Jung: Superioridade Moral
por Acid em EspiritualidadeAtualizado em 03/06/2009 16:50:23
Voltei a ler o livro Psicologia e religião oriental, de Carl Jung, onde ele comenta o Livro Tibetano dos Mortos, entre outros escritos orientais. Mais uma vez seu pensamento se coaduna com o meu, e trata da questão abordada no post Conhecer e trilhar o caminho.
Nos comentários, Jung mostra a impressionante semelhança dos conceitos tibetanos com os conceitos analíticos (desenvolvidos pelo mesmo, sem conhecimento prévio do texto oriental). O que os tibetanos chamam de "espírito" é a psique, "espírito pessoal" é o inconsciente pessoal, enquanto que o "espírito único" é o inconsciente. Isto posto, fica mais fácil apreciar a sabedoria dos antigos, quando diz "Como o espírito único provém do vazio e não tem fundamentos, o espírito pessoal é vazio como o céu. (...) Todas as manifestações são, na realidade, nossas próprias representações, surgidas espontaneamente no espírito". Um belo conselho psicológico ao buscador.

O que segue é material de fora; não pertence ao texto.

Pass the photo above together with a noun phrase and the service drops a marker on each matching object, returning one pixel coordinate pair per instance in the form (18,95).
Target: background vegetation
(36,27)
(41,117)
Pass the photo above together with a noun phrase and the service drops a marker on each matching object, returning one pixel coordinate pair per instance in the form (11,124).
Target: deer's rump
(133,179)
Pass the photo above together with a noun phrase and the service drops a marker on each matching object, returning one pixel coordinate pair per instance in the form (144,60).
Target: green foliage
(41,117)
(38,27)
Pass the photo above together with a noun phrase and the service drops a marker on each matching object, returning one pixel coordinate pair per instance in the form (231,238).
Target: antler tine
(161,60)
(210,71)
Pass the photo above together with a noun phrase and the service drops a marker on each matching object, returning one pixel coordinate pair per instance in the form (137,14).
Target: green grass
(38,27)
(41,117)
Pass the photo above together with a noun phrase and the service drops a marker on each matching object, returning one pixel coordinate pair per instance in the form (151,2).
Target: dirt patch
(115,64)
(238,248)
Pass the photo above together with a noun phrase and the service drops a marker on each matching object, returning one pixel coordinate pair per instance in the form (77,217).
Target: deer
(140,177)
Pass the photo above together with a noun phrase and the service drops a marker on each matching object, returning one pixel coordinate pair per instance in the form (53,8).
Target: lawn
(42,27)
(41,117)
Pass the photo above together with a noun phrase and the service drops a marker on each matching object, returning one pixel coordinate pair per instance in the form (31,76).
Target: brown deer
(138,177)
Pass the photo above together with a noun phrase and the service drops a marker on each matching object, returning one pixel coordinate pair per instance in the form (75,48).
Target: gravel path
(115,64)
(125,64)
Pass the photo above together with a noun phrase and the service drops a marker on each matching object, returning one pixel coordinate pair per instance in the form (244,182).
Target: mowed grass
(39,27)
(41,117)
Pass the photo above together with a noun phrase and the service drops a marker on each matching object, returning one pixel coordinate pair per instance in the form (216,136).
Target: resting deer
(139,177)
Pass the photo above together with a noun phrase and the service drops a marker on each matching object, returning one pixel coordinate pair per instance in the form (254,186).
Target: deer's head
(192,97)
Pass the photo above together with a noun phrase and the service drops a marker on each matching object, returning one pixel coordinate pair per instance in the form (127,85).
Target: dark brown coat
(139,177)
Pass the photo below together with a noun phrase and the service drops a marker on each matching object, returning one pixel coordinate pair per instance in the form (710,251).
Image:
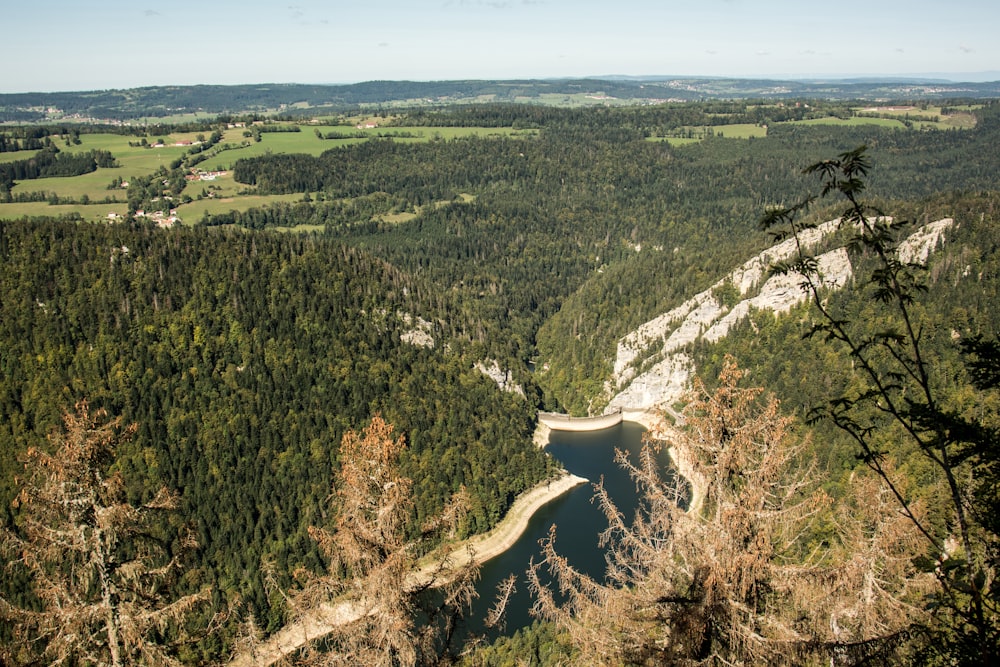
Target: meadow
(87,195)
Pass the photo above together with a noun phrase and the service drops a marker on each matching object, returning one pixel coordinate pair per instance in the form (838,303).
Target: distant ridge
(151,102)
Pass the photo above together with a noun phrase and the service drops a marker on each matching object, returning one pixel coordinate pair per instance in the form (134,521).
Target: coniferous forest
(244,353)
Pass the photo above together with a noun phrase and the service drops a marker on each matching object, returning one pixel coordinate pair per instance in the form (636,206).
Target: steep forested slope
(244,358)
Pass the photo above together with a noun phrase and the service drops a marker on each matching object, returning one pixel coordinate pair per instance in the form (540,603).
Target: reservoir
(579,522)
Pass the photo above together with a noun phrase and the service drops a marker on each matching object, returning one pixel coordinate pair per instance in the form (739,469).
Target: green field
(694,134)
(217,196)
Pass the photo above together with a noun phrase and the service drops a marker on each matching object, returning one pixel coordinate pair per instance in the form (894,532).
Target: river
(579,521)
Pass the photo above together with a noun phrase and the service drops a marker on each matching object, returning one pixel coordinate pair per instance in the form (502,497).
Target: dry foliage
(100,575)
(376,583)
(730,581)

Jung observa que, no Livro Tibetano dos Mortos, o Dharma (a Lei, a Verdade, a direção) não pode existir "senão no espírito". Atribui-se, assim, ao inconsciente todas aquelas virtudes que o Ocidente atribui a Deus. E mostra que o fenômeno da compensação espontânea, que escapa do controle humano, está plenamente de acordo com a expressão "graça" ou "vontade de Deus". Jung chega à conclusão de que isso nos mostra que a introspecção é a única fonte de informação e de direção espirituais.

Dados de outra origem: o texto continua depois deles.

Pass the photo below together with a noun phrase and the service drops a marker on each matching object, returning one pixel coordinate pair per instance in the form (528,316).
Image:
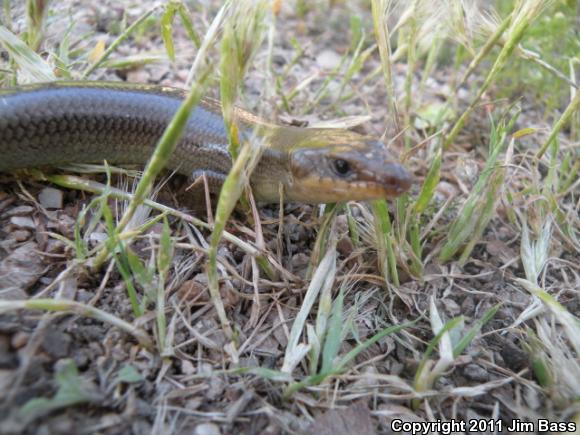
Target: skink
(89,122)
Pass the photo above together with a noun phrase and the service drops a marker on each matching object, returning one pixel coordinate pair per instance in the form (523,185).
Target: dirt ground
(72,373)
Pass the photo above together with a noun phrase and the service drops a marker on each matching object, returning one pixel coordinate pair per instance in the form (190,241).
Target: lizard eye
(342,167)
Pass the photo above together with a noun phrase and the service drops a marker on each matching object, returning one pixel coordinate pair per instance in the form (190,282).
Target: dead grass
(458,301)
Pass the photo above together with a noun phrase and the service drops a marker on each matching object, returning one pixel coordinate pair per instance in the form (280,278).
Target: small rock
(22,268)
(23,222)
(328,59)
(21,210)
(207,429)
(20,235)
(476,373)
(20,339)
(56,343)
(451,307)
(345,246)
(50,198)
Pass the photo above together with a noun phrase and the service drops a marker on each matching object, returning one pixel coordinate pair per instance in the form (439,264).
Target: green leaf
(72,390)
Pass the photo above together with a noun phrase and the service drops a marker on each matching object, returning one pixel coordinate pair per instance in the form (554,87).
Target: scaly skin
(88,122)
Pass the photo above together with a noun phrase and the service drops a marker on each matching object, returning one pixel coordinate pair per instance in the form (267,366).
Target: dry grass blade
(32,67)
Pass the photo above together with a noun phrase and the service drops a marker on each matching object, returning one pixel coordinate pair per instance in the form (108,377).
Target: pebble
(51,198)
(207,429)
(23,222)
(328,59)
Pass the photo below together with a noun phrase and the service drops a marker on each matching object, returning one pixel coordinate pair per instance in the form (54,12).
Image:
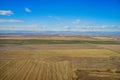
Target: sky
(60,15)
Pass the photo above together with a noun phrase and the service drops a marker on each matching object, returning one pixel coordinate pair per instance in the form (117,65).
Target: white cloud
(50,16)
(6,12)
(10,20)
(28,10)
(66,27)
(76,21)
(21,27)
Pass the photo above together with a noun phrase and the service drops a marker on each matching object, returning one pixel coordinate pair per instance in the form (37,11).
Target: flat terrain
(59,57)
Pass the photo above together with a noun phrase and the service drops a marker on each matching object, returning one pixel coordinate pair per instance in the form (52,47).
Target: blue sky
(60,15)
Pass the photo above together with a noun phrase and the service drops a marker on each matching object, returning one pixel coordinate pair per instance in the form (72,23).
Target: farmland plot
(35,70)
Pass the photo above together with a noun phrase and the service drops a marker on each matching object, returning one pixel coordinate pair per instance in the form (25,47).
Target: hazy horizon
(61,15)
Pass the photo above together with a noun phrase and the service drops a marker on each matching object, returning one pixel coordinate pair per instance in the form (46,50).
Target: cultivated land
(58,57)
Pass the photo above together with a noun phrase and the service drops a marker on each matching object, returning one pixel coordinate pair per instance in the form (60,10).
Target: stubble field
(69,60)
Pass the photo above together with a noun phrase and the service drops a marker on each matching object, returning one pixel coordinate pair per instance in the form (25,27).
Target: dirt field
(59,61)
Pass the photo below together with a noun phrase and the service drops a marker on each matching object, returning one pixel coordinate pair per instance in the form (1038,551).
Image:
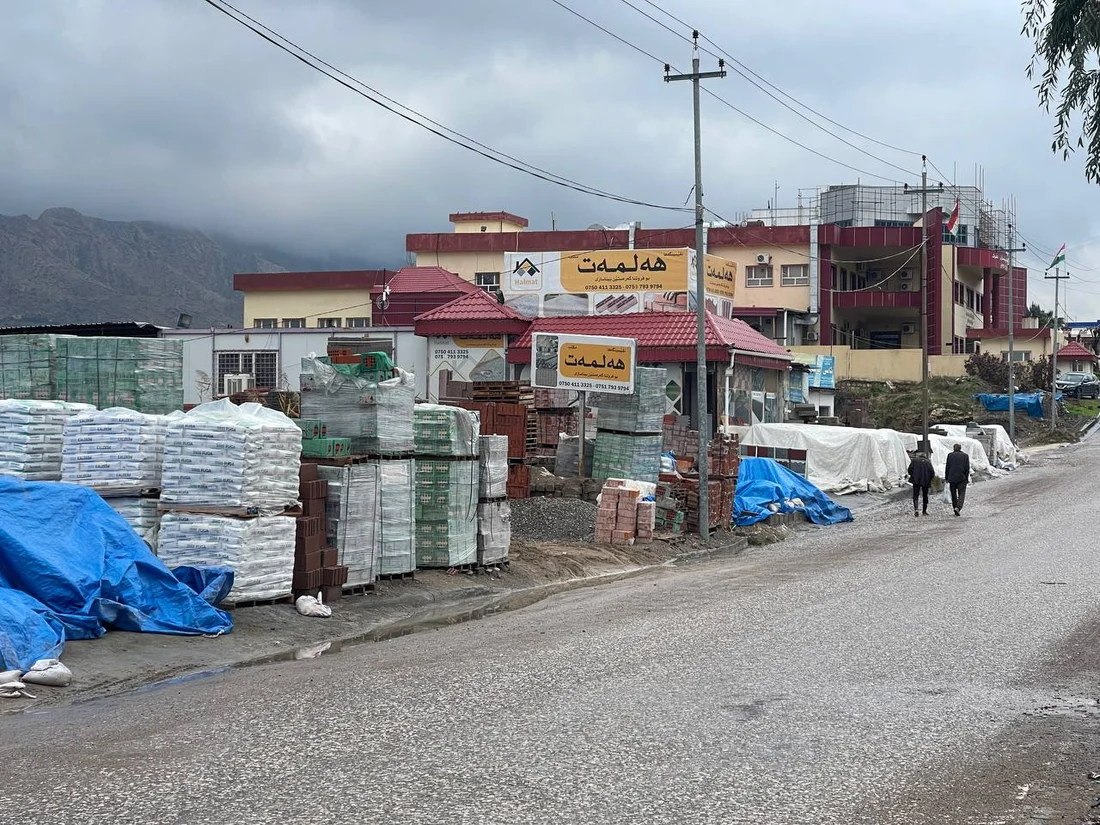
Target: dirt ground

Outra seção analisada é a que define o espírito como livre da mácula e do mal, e "não associado ao bem". Jung lembra das palavras de Nietzsche: "Seiscentos pés para além do bem e do mal". E desenvolve: "Mas as consequências de uma afirmação como esta em geral são ignoradas pelos adeptos da sabedoria oriental. Podemos admirar esta sublime indiferença moral, enquanto estamos instalados em nossas casas, certos dos favores dos deuses. Mas acaso podemos conciliar uma tal atitude com o nosso temperamento e a nossa história, que aqui não entram em linha de conta?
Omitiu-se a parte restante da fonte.